Safe, meaning Security Action For Europe, draws on the architecture of the SURE plans, adopted in 2020 to support the incomes of workers affected by the production shutdown, and the NextGenerationEU plan for businesses, decided by governments following the Covid pandemic. This is yet another example of the use-for the militarization of society-of measures introduced under the guise of the health emergency. In this case, it involves the European Commission's ability to operate on the financial markets through bonds guaranteed by the margin of maneuver, that is, the difference between the own resources ceiling (the maximum revenue the EU can generate) and actual expenditure. The European Commission has the option of increasing the own resources ceiling for a short time to cover unexpected expenses. The buzz surrounding the short-term Russian threat serves the purpose of fueling an emergency situation that justifies increasing that ceiling.

In this way, the European Commission directs the economic and industrial policies of EU member states, influencing national parliaments, already constrained by the rules of the Stability Pact, with debt incurred by the Commission but repaid, directly or indirectly, by the citizens of the member states.

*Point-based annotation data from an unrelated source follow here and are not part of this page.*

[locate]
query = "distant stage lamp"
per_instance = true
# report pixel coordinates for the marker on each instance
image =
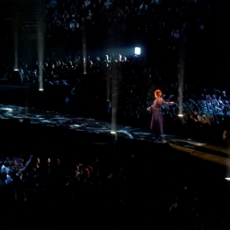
(137, 50)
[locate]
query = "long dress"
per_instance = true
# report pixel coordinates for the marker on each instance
(157, 122)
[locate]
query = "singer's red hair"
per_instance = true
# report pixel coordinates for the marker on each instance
(157, 93)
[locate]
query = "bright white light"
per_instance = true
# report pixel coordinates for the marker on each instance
(137, 50)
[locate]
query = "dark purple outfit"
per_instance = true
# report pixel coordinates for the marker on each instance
(157, 121)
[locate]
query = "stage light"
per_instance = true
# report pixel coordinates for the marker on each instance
(137, 50)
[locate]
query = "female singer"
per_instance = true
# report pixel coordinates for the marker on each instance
(157, 121)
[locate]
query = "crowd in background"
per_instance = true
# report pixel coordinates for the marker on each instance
(111, 184)
(183, 40)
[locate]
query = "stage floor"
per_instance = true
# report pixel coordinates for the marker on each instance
(196, 148)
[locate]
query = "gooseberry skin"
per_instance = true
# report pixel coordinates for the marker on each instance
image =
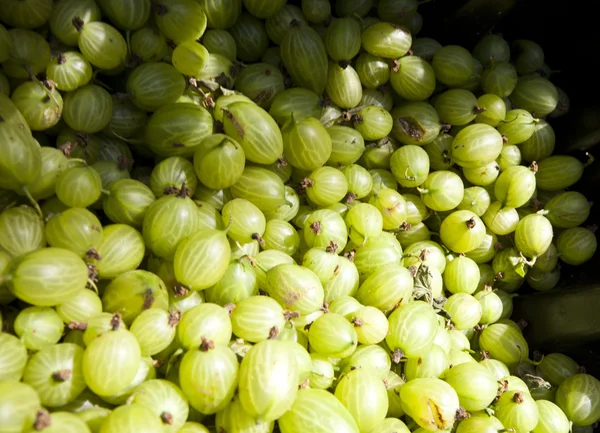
(577, 397)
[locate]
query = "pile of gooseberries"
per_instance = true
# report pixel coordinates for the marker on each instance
(247, 216)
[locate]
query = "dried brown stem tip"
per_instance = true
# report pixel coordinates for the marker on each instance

The budget currently under discussion does not curb the trend of increasingly removing economic matters from public debate and the control of individual parliaments, concentrating them in the hands of the European bureaucracy. Most of the burdens are not included in the current budget, neither the borrowing nor the increased defense spending that will be decided at the NATO summit in June.

The real budget will then be presented, and that will be the decisive step towards halting the rearmament policy. These are issues that must be kept in mind when discussing a war economy. In this scenario, November 28th is a step towards building an international antimilitarist movement capable of halting this policy.